Soru soruldu ve cevap hemen ertesi gün Amerikalı radyo astronomu Frank Drake tarafından önerildi. Formülüne göre dünya dışı uygarlıkların sayısı N dır-dir:

Nerede R- Evrende her yıl oluşan yıldızların sayısı; R - bir yıldızın gezegen sistemine sahip olma olasılığı; Hayır - gezegenler arasında yaşamın kökeninin mümkün olduğu Dünya benzeri bir gezegenin bulunma olasılığı; L— gezegendeki yaşamın gerçek kökeninin olasılığı; İLE - Akıllı yaşamın teknolojik bir gelişim yolu izlemesi, iletişim araçları geliştirmesi ve iletişim kurmak istemesi ihtimali ve son olarak T- iletişim kurmak isteyen bir uygarlığın bizimle iletişime geçmek için uzaya radyo sinyalleri gönderdiği ortalama süre. Drake'in formülünün anlamı, dilerseniz, her şeyi tamamen karıştırmak değil, Evrendeki gerçek durumla ilgili insanın bilgisizliğini tam olarak göstermek ve en azından yaklaşık olarak, tamamen tahmine dayalı bir tahminin yıkılmasıdır. içindeki uygarlıkların toplam sayısı çeşitli olasılıksal tahminlere dönüştürülür. En azından bu şekilde işler daha az gizemli görünmeye başlar.
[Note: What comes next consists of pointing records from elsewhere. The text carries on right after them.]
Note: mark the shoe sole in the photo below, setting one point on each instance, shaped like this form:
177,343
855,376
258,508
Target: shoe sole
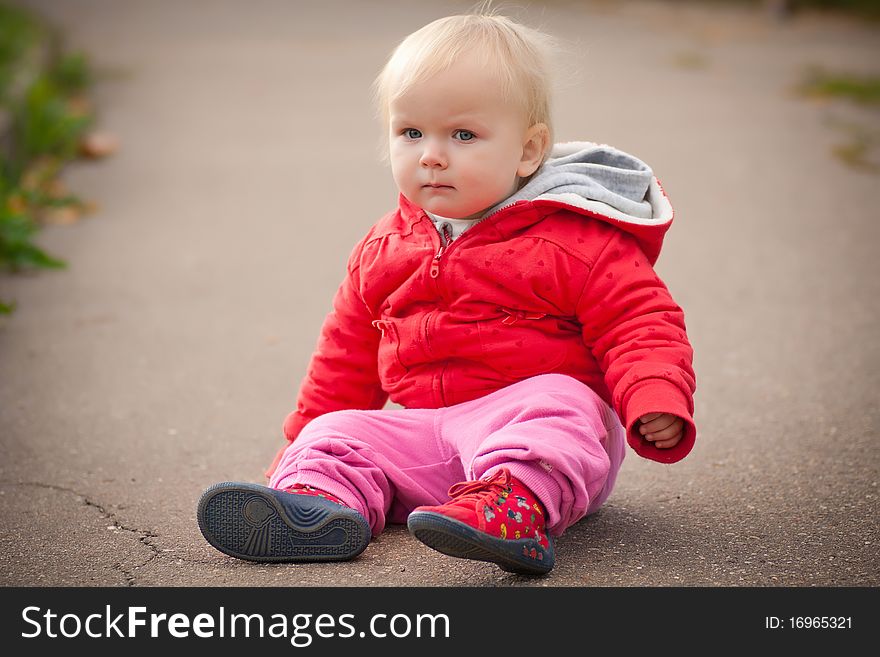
256,523
524,556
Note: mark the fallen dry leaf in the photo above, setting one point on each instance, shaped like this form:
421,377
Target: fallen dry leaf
61,216
98,144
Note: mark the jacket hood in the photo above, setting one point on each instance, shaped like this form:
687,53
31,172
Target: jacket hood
602,182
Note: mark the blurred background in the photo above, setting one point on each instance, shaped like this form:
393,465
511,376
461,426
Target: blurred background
222,159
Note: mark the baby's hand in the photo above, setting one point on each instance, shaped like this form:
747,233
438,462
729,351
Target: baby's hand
662,429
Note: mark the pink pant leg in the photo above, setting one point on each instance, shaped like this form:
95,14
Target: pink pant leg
381,463
553,433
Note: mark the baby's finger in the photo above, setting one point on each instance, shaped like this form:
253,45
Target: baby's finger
658,424
667,432
671,442
648,417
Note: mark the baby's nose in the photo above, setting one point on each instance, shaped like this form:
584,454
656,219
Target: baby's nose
433,156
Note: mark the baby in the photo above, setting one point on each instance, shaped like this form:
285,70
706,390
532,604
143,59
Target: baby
509,304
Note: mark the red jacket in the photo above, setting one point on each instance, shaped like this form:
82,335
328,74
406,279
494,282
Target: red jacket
540,286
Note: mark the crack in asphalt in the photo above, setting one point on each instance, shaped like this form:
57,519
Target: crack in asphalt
144,537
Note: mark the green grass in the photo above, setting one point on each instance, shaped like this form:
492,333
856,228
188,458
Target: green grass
860,89
41,99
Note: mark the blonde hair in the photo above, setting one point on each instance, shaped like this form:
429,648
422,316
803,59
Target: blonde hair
517,54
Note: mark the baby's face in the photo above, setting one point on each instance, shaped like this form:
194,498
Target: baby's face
456,145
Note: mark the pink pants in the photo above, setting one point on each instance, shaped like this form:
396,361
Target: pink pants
553,433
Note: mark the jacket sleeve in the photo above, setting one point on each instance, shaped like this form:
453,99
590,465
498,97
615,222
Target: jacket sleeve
343,371
637,334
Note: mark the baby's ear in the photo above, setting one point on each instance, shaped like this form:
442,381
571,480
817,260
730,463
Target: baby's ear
535,145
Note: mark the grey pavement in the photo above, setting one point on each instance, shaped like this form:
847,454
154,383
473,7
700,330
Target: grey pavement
166,357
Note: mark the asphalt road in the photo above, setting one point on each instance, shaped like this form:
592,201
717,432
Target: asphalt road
166,356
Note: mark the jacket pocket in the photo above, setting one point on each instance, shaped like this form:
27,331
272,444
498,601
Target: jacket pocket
391,369
521,344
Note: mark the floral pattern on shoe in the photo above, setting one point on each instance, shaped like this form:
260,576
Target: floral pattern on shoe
499,505
305,489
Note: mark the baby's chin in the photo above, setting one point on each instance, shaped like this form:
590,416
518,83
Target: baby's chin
456,212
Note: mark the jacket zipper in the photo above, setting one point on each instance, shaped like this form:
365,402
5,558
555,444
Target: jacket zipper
445,240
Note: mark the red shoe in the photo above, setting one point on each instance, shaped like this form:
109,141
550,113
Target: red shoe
494,519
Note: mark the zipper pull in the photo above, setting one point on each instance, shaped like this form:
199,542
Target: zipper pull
445,239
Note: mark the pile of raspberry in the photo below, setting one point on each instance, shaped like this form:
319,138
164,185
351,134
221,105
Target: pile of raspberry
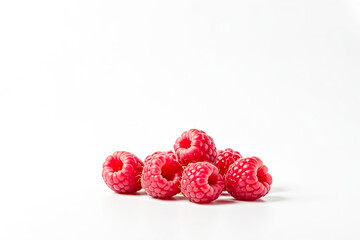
195,168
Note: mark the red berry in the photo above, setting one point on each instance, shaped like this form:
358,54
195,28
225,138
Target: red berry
201,182
161,176
195,146
122,171
150,157
225,159
247,179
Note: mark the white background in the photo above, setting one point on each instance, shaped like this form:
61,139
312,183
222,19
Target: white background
81,79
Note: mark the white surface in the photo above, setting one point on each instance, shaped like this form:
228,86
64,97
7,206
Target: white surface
82,79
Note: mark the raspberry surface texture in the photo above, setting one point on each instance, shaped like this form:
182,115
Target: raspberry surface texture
248,179
150,157
161,176
201,182
225,159
195,146
122,172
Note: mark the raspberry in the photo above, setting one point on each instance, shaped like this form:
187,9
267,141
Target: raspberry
247,179
122,171
201,182
150,157
225,159
195,146
161,176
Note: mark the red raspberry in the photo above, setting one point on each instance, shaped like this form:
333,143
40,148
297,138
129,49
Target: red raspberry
161,176
247,179
195,146
225,159
201,182
150,157
122,171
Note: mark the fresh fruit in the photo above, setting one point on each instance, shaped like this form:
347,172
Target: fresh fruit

Green Bank konferansı sırasında formülün sağ tarafında az çok bilinen tek sayı, yıllık olarak oluşan yıldızların sayısıydı. R. Diğer sayılara gelince, karasal gezegenlere ( hayır) Güneş sistemimizde bile, gezegen tipindeki uzay nesnelerini bir (yalnızca Dünya) ile beş (Venüs, Dünya, Mars ve Jüpiter ve Satürn'ün büyük uydularından biri) arasında sınıflandırmak mümkündü. Bu tür iyimser tahminlerle Galaksinin kelimenin tam anlamıyla milyonlarca teknolojik açıdan gelişmiş medeniyetle dolu olduğu ortaya çıktı ( N) ve biz aslında bu “galaktik ligde” gençleriz. Bu bilgi hemen medyaya ve onlar aracılığıyla kitle bilincine yayıldı ve insanlar, dünya dışı zekanın varlığının değişmez bir gerçek olduğundan şüphe etmekten vazgeçtiler.

Bununla birlikte, 1961'den bu yana on yıldan fazla zaman geçti ve ne kadar ileri gidersek, kardeş özlemi çeken dünyalıların kitle bilincinde başlangıçta Drake'in formülünün yarattığı iyimserliği yumuşatmanın gerekli olduğuna o kadar çok ikna oluyoruz. Örneğin bugün, Greenbank grubunun aşırı iyimser üyelerinden farklı olarak, Güneş sistemimizde Dünya dışında yaşamın varlığının son derece düşük bir ihtimal olduğunu biliyoruz (Satürn'ün dördüncü büyük ayındaki okyanusta kalın bir buz tabakasının altında var olmadığı sürece). ironik bir şekilde buna Europa denir). Ve 1961'den sonra önceden bilinen yıldızların etrafında birçok gezegen sistemi keşfetmiş olsak da, bunların hepsi Güneş sistemimize pek benzemiyor, çünkü oradaki gezegenler çoğunlukla çok önemli bir açıyla uzun eliptik yörüngelerde dönüyor. tuhaflık bu, protein yaşamının gelişimi açısından üzerlerindeki yıllık sıcaklık farkının kabul edilemez göründüğü anlamına gelir. Aslında, suyun milyarlarca yıl boyunca buharlaşmadan ve/veya donmadan yüzeyinde tutulmasını sağlayan koşulların o kadar şiddetli olduğu ortaya çıktı ki, Dünya dışında henüz böyle bir gezegen bulunamadı. ve bu hiç de şaşırtıcı değil, çünkü dünyanın yörüngesinin yarıçapındaki yüzde birkaç değişiklik bile gezegenimizin yaşanmaz hale gelmesine yol açacaktır.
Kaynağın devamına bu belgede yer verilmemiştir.